A change to the feature set is a different animal. A new feature, a removed feature, a population shift detected in the evaluation slice, a change in the loss function, a new vendor data source – any of these moves the model into territory the previous risk review did not cover. That is what the committee exists for. The event still has the same six fields. The approval request ID just points to a heavier workflow with more named reviewers and a longer audit trail attached to it.
The discipline is to decide the materiality classes in advance and to attach the routing to the change, not to the calendar. Three classes is usually enough:
- Same feature set, same population, drift within envelope. Single approver. Generated artefacts.
- Same feature set, population shift or drift outside envelope. Two approvers, one from risk.
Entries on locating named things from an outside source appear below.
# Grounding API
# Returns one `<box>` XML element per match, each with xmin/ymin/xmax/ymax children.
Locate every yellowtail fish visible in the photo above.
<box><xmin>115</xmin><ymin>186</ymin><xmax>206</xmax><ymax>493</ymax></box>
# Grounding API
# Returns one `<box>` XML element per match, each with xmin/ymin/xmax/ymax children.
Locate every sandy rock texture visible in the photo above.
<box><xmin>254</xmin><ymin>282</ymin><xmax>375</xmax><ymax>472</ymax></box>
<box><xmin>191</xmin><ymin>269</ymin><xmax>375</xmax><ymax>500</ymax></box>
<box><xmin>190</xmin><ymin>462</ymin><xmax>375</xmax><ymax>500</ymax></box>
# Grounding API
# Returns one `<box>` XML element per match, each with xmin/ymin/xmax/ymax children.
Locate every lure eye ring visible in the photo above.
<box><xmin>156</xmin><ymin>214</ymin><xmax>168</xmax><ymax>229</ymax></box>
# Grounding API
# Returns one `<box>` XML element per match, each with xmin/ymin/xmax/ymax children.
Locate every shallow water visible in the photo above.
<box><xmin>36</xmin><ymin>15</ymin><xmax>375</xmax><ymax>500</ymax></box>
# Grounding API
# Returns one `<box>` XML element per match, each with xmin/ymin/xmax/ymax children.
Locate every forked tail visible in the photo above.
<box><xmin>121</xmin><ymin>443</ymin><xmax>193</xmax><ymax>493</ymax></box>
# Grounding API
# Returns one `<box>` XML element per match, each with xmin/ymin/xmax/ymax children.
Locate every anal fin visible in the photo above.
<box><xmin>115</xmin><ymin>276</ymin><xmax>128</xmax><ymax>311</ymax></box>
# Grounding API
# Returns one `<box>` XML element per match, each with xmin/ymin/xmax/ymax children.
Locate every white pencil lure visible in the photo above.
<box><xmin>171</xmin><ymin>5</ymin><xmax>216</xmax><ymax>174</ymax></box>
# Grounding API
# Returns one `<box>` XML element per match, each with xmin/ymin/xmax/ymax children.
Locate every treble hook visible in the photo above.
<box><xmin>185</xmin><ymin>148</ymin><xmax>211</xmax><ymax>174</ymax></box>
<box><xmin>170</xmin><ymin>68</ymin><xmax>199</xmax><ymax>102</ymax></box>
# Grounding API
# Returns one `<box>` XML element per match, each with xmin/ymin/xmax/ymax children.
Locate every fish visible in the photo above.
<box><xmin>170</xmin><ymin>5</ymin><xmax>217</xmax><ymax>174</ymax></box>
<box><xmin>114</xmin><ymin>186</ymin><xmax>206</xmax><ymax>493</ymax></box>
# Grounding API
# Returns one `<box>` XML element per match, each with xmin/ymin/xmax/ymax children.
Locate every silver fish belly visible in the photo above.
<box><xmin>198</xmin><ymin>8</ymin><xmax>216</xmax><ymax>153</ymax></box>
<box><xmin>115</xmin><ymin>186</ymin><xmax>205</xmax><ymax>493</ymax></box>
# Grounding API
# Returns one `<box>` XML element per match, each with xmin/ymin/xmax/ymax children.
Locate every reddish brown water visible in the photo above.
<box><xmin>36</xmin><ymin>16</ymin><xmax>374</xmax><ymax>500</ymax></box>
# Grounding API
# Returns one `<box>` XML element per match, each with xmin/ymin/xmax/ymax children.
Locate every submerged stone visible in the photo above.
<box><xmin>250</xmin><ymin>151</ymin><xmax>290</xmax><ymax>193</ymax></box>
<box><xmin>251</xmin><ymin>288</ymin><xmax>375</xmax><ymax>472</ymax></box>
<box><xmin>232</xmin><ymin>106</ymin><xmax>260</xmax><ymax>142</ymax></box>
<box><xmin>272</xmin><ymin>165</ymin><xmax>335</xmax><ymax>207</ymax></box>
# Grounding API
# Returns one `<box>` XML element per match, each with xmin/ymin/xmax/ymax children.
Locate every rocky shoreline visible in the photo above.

- Feature set change, objective change, or new data source. Full committee review.
I'll concede the counterargument before someone raises it: yes, the boundaries between these classes are fuzzy, and yes, teams will argue about which bucket a particular change falls into. That argument is the point. It is cheaper to argue about classification once, in advance, than to argue about adequacy of review after an incident. Most outages are paid for in advance.
The sharp edge of this pattern, where it stops being free: someone has to own the materiality classifier. Not a document. A function in the promotion pipeline that inspects the proposed change and assigns a class. If it is a document, it will be ignored. If it is a check that blocks promotion until a class is assigned and the corresponding approvers have signed, it will be obeyed. The classifier itself becomes a piece of code that needs review, and that review is real work. There is no version of this that is free.
One thing not to do: do not let the registry's stage transition be the trigger for the promotion event. Make the promotion event the trigger for the stage transition. The approval workflow writes the event first, and only on successful write does the registry move the stage. If you wire it the other way, the registry click becomes the source of truth and the event becomes a side effect that can fail silently. You want the event on the critical path. You want a failed event write to block the promotion. Backwards from what feels natural, and correct.
Before your next model promotion, write down the six fields your promotion event must contain and where each one is stored immutably. If any field resolves to a Slack thread, a Jira comment, or a registry timestamp, that field is not yet evidence. Fix it before the next retrain ships.